Una corona di fiori in memoria delle vittime è stata poi deposta dal ministro dell’Istruzione Stefania Giannini e dal presidente dell’Unione delle Comunità ebraiche italiane Renzo Gattegna sulle rovine di un forno crematorio distrutto dai tedeschi per cancellare le prove dello sterminio.

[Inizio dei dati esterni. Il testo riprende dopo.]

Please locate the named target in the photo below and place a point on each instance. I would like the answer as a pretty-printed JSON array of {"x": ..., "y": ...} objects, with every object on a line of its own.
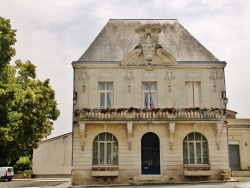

“Un racconto, quello dei tre testimoni, di grande impatto motivo – ha detto il ministro Giannini – ma a questo poi si deve accompagnare anche coscienza storica”.  Insomma, mai abbassare la guardia, mai “perdere di vista l’allarme rosso, che potrebbe crearsi se la società perde coscienza di ciò che ha

conquistato”, diritti e soprattutto pace.

Questo il senso dalla due giorni nei luoghi dell’Olocausto nei dintorni di Cracovia, in particolare i campi di Auschwitz e Birkenau organizzata dal Miur e dall’Ucei alla vigilia della Giornata della Memoria, il prossimo 27 gennaio. Giornata che quest’anno coincide con il 70esimo anniversario della liberazione delle ‘fabbriche della morte’.

Un’iniziativa i cui protagonisti sono gli studenti. Il cambiamento infatti deve partire dalla scuola, mettere lì la prima pietra per una società che sappia reagire all’intolleranza e alle discriminazioni.